More than a hundred phase II and III clinical trials have been performed testing various therapeutic agents including anti-TNF, anti-IL-1R, and anti-LPS agents, corticosteroids, immunoglobulin, and activated protein C in septic patients [9]. However, none of them proved efficacy of the testing compound. Despite many years of intensive research, no drug has been translated to clinical practice for the treatment of sepsis [10,11,12,13]. In 2017, Paul et al. reported that early administration of intravenous vitamin C, hydrocortisone, and thiamine (further referred to combined therapy) attenuated multiorgan failures and improved survival of septic patients greater than 30% [14].
Vitamin C is a scavenger for free radical and inhibits production of reactive oxygen species [15]. Due to its antioxidant property, vitamin C usage has been considered for sepsis treatment and its positive effect for septic patients have been previously reported [16, 17]. At a low dose, hydrocortisone is used in sepsis mainly to support depleted endogenous steroid function [18, 19]. Thiamine is one of the essential sources of energy production from sugar and indirectly involved in the citric acid cycle [20], and its deficiency leads to lactic acidosis by altering aerobic metabolism. Depletion of thiamine was reported approximately in 20%—70% of the septic patients, depending of criteria to define thiamine deficiency [20, 21]. Therapy with thiamine has previously been reported to be beneficial in sepsis [20, 22].
In contrast to work by Paul et al., recent work by Fujii et al. have reported that combined therapy with vitamin C, hydrocortisone, and thiamine did not lead to a rapid resolution of septic shock and was not superior to hydrocortisone alone [23].

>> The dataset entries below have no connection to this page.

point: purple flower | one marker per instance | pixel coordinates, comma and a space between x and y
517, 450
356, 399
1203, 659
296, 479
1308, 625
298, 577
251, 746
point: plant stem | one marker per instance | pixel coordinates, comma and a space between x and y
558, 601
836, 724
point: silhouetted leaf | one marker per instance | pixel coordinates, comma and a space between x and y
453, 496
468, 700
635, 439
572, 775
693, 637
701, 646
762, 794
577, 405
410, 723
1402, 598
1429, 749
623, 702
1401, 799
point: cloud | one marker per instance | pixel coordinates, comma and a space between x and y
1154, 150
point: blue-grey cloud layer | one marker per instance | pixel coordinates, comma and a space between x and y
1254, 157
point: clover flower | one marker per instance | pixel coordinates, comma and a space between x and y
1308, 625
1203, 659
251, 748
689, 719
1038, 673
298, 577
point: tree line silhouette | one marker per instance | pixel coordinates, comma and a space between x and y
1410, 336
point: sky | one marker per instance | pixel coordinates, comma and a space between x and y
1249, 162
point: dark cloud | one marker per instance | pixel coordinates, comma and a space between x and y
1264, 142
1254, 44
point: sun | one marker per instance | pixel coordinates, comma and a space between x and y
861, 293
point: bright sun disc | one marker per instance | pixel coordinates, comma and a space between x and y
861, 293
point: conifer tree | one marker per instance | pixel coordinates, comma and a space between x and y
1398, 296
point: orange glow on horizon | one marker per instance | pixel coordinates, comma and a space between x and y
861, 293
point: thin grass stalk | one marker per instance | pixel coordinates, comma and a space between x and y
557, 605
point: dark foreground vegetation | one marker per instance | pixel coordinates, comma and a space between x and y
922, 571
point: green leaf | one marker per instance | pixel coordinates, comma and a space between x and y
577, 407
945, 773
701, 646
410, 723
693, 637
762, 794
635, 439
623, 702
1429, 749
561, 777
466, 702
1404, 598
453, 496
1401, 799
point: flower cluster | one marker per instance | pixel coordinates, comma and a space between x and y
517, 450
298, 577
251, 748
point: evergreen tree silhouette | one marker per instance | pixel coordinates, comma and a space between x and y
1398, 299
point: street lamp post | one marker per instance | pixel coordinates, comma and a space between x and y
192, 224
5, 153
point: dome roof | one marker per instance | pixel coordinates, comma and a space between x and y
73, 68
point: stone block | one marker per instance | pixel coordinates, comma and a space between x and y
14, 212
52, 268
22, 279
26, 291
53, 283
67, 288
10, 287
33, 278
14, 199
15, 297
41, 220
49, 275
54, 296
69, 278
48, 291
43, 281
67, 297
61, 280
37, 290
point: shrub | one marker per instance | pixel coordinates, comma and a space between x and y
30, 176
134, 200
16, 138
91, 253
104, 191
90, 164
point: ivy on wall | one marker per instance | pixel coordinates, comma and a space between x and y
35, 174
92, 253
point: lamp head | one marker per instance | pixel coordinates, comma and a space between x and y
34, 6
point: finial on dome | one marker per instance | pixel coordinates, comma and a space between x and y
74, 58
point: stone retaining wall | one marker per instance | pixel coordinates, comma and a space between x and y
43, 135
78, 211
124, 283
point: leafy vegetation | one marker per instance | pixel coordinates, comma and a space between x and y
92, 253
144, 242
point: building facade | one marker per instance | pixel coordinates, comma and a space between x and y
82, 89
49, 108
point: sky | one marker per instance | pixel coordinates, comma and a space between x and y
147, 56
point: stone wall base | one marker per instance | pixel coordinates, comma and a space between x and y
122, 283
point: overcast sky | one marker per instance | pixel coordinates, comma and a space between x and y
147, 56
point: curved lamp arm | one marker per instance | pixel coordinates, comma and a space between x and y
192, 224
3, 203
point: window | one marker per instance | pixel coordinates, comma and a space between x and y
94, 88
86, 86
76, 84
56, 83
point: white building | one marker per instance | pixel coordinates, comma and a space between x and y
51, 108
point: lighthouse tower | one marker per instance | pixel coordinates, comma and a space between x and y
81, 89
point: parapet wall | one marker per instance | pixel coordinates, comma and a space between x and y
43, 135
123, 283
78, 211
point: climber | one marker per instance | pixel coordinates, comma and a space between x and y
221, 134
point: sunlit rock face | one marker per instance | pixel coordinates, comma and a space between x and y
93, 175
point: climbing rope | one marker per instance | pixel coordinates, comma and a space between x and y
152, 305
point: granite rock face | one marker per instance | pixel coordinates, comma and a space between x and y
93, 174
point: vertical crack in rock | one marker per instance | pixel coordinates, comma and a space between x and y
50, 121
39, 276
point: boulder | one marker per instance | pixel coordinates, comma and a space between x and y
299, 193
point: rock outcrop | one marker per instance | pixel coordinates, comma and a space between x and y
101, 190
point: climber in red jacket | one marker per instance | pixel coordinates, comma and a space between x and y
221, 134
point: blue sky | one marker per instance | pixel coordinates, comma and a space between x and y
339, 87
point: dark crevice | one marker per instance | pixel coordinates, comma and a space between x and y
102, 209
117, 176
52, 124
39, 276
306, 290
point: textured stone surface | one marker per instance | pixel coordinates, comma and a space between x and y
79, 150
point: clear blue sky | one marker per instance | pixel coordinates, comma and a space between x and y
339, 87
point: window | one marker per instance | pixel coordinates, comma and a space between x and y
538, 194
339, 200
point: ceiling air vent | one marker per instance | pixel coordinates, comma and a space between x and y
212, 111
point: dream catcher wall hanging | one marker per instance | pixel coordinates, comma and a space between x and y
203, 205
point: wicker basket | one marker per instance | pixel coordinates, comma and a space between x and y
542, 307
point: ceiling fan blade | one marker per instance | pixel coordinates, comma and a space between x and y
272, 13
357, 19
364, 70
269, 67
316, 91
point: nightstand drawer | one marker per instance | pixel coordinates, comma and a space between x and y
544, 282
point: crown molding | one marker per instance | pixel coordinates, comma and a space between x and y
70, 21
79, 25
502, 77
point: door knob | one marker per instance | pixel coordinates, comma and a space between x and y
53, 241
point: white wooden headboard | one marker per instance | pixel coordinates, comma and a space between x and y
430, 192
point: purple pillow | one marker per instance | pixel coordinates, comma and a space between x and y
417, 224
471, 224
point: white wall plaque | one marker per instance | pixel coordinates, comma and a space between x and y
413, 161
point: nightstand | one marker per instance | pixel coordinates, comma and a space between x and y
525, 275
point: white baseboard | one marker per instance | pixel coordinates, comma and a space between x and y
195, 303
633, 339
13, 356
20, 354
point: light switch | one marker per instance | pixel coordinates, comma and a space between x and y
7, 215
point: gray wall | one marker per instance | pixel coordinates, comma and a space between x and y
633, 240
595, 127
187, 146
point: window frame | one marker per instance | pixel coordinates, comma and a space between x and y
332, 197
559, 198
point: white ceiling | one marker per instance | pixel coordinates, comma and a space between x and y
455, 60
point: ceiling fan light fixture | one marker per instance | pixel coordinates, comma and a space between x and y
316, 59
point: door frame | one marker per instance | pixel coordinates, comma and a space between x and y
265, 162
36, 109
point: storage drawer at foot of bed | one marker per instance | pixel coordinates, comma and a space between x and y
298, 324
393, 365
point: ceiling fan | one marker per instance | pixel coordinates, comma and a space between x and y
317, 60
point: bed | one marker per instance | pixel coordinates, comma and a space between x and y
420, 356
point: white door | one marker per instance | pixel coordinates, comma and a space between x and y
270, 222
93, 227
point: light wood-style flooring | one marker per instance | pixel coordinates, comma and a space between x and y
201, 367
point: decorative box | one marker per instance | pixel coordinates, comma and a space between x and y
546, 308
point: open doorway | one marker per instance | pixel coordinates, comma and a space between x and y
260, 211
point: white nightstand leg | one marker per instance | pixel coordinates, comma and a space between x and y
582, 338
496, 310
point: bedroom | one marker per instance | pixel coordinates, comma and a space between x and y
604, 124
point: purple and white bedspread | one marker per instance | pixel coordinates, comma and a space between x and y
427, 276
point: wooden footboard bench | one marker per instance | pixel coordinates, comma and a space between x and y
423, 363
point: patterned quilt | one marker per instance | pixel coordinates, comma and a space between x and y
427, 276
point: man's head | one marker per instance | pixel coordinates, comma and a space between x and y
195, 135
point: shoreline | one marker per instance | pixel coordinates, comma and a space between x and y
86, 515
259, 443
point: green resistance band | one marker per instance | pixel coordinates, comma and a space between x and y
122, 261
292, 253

Therefore, to shed some lights into the debated issue, we aimed to investigate the efficacy of the combined therapy (vitamin c, hydrocortisone, and thiamine) in a well-characterized ovine model of sepsis induced by Pseudomonas aeruginosa.
Methods
Care and use of animals
All animals were cared for according to the approved protocol by the Institutional Animal Care and Use Committee of the University of Texas Medical Branch, and studies were conducted in compliance with the guidelines of the National Institute of Health, and the American Physiological Society for the care and use of the laboratory animals.
Reagents
Vitamin C (Aspen, #V-0348-05), hydrocortisone (Pfizer, #0009-0825-01), thiamine (Fresenius Kabi, #45816G), and 0.9% sodium chloride (Baxter, #2B1324X), and Pseudomonas aeruginosa were purchased (ATCC, #27317).
Surgical preparation
Female Merino sheep were surgically instrumented a week before the study as previously described [4]. Briefly, under isoflurane anesthesia via endotracheal tube, a Swan-Ganz thermodilution catheter was inserted to the pulmonary artery through the right jugular vein. A polyvinylchloride catheter was placed in the descending aorta via the right femoral artery. A silastic catheter was positioned in the left atrium through the 5th intercostal thoracotomy. Then, sheep were allowed to recover in the Intensive Care Unit.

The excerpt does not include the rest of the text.